The Imran Khan government has launched a major economic diplomacy project — Economic Outreach Initiative. The project targets to reposition Pakistan internationally through a ‘paradigm shift’ in foreign policy narrative away from security and political issues and seeks to showcase the country’s economic potential to the world to increase trade, tourism and foreign investment. The idea behind the initiative is to have a coherent strategy, which brings together the entire space known as economic diplomacy and is predicated on the premise that the nation’s military security is intrinsically linked to its economic security.

Given their experience with similar exercises, the businesspeople remain sceptical (about its success). However, Dr Moeed Yusuf, Special Assistant to Prime Minister on National Security and Strategic Policy Planning, is quite optimistic about achieving the goals, even if partially. “It’s a major, transformational initiative; nobody should expect 100 per cent results. It involves a cultural shift (within the government).
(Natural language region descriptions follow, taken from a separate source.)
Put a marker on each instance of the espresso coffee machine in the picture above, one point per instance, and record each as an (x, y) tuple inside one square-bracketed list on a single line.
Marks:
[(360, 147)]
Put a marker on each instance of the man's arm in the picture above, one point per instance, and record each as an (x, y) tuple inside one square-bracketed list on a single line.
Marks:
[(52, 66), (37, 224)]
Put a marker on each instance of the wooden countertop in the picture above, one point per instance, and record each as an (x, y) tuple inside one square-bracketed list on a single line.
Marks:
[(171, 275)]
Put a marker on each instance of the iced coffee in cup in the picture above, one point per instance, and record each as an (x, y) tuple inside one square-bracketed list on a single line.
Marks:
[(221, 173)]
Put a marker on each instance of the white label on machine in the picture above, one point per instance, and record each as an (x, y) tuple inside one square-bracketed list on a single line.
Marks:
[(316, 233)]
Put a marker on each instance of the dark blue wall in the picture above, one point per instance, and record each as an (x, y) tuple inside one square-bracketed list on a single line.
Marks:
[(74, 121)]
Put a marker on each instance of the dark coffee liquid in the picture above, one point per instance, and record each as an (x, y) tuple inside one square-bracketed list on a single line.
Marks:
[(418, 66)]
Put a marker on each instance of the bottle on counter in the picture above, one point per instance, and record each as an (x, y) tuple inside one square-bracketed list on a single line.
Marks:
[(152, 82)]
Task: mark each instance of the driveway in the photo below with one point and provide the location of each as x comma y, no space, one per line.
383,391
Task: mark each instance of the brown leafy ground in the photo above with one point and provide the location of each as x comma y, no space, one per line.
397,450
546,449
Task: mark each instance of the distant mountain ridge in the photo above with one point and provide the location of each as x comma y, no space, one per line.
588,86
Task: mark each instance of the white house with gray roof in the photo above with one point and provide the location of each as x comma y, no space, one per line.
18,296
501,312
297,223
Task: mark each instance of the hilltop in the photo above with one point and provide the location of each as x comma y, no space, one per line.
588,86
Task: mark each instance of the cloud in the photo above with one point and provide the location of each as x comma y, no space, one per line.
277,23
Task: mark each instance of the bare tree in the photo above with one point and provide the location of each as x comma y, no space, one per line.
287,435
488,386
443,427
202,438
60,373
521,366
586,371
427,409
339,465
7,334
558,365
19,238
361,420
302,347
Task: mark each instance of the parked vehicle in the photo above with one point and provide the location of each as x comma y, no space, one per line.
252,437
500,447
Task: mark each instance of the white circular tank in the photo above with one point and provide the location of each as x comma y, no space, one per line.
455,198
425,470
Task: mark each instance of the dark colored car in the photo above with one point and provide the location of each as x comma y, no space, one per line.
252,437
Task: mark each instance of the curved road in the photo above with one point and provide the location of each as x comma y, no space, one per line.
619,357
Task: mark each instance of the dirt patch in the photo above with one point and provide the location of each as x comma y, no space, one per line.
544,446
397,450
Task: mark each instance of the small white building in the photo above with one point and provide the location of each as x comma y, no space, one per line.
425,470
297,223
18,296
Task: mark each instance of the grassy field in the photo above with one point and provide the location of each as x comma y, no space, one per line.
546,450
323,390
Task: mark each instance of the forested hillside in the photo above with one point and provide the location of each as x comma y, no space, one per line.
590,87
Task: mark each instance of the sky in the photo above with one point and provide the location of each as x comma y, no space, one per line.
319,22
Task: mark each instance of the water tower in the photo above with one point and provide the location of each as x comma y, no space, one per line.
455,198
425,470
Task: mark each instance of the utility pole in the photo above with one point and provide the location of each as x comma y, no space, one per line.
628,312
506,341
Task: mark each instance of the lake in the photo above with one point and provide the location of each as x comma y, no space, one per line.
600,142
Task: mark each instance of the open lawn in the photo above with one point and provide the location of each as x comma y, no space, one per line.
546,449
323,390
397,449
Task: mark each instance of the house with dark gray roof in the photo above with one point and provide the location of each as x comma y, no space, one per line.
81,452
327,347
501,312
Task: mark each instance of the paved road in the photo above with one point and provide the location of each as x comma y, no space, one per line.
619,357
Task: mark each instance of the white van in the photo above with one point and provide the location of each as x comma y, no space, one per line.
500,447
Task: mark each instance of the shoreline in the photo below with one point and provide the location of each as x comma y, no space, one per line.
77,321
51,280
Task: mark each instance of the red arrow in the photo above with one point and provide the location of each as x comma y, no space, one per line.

Even if we get 20pc results, it would still be a huge achievement,” Moeed, whose office has developed the initiative, told this correspondent in an interview last week.

The Economic Outreach Initiative is predicated on the premise that the nation’s military security is intrinsically linked to its economic security

According to him, all stakeholders are on board and signed on.

Moeed was brought from Washington to the country a year back and given the job of creating a dedicated office for long-term strategic thinking and planning in the National Security Division (NSD). Unlike his predecessors, his job is to combine both national security and strategic planning. According to him, this way his office does a lot of things that are transformational (in nature).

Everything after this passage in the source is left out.